The patient was a lad of about 19 years who was clearly drunk.  He was quite unable to give an account of himself but his mates said that he had fallen down some steps on his way home from one of the nightclubs in the city centre.

Inexperienced as I was, it was obvious from the gross deformity of his ankle that his ankle was broken and from my medical training I knew that an x-ray would be required to determine the nature and extent of his injury.  I also knew that the radiographer ‘on call’ would be tucked up in her bed somewhere in the nurse’s home. Nurses and female radiographers were locked up at night at a safe distance from the doctor’s residency!

Confident that I was following the correct procedure I rang her and apologised politely for disturbing her. I then explained about the lad with the ankle injury and invited her (with an appropriate ‘please’ and ‘thank you’ as becomes a lowly resident) to confirm my diagnosis. I remember one of the senior physicians advising that you should never ‘order’ an x-ray or a blood test; you should always ‘request’ one.

A long pause followed, so long in fact that I thought that in her sleepy state she had not understood what I had said.

I was just about to repeat my request when she spoke. Her aggressive tone alarmed me.

 “What the bloody hell do you expect me to do about it at this time of the night?”

“Well I thought it might be appropriate to get it x-rayed,” I said, recovering sufficiently to add a trace of sarcasm to my voice.

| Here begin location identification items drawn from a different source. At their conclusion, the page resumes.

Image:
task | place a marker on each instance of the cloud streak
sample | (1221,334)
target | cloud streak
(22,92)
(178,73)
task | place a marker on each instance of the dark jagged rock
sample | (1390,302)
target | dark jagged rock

“And what would be the point of that?” she snapped back. “Are you going to be able to anaesthetise him whilst he is drunk? Do you suppose that the orthopaedic surgeons are going to reduce the fracture in the middle of the night?  Don’t they teach you anything at Medical School these days?

For god’s sake; immobilise it, relieve his pain and send him to the x-ray department in the morning.”

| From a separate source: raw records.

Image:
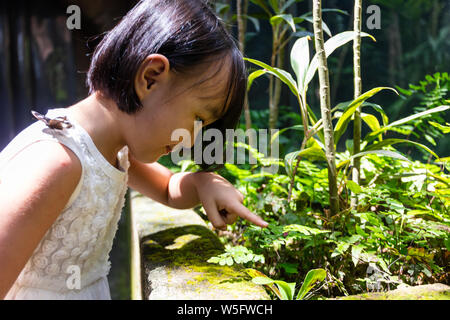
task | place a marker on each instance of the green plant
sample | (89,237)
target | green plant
(238,255)
(286,291)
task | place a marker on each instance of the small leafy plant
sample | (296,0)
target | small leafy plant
(286,291)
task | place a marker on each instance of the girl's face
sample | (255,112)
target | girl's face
(170,102)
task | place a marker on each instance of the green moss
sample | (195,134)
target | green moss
(158,248)
(194,246)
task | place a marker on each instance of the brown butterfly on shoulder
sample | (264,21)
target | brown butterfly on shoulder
(58,123)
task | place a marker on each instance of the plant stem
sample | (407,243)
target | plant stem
(325,108)
(242,9)
(358,91)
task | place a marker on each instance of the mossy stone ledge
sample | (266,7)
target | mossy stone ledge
(169,253)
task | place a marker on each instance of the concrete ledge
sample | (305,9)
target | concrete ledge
(170,248)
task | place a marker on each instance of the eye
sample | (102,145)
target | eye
(197,118)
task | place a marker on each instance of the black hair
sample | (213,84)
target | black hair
(187,33)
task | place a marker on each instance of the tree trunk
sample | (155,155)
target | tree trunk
(242,8)
(395,51)
(325,107)
(358,91)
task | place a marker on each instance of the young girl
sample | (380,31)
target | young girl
(166,64)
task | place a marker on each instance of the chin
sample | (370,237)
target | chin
(147,157)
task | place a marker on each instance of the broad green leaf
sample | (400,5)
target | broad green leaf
(330,46)
(373,135)
(343,121)
(253,76)
(255,273)
(287,5)
(324,25)
(304,229)
(380,110)
(385,153)
(289,161)
(222,8)
(276,20)
(444,129)
(287,289)
(284,76)
(356,253)
(255,22)
(389,142)
(262,5)
(300,60)
(274,5)
(371,121)
(262,280)
(298,127)
(313,276)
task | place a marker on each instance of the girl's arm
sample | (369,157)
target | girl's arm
(35,187)
(186,190)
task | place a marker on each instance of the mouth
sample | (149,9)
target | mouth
(169,149)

With a bang the telephone receiver went down.

My first response was to feel anger. I wasn’t responsible for the lad’s broken ankle. I had been perfectly polite to her, what right did she have to be so rude to me?

However, on reflection and having chatted things over with the nursing sister in charge of the department, I had to admit that she was quite right. Nothing would be gained from x-raying him at three in the morning.

Yet again I realised that whilst I had a great deal of medical knowledge, (well at least sufficient to pass the final medical school exam!) my training had left me inadequately prepared for the practicalities of medical life.

Further embarrassing experiences were to follow but they can be the subject of later posts.

Quotation for the day

Education is what you get if you read the small print

Experience is what you get if you don’t.                                                             Peter Seeger 1919-2014          American singer/songwriter  ‘Where have all the flowers gone’    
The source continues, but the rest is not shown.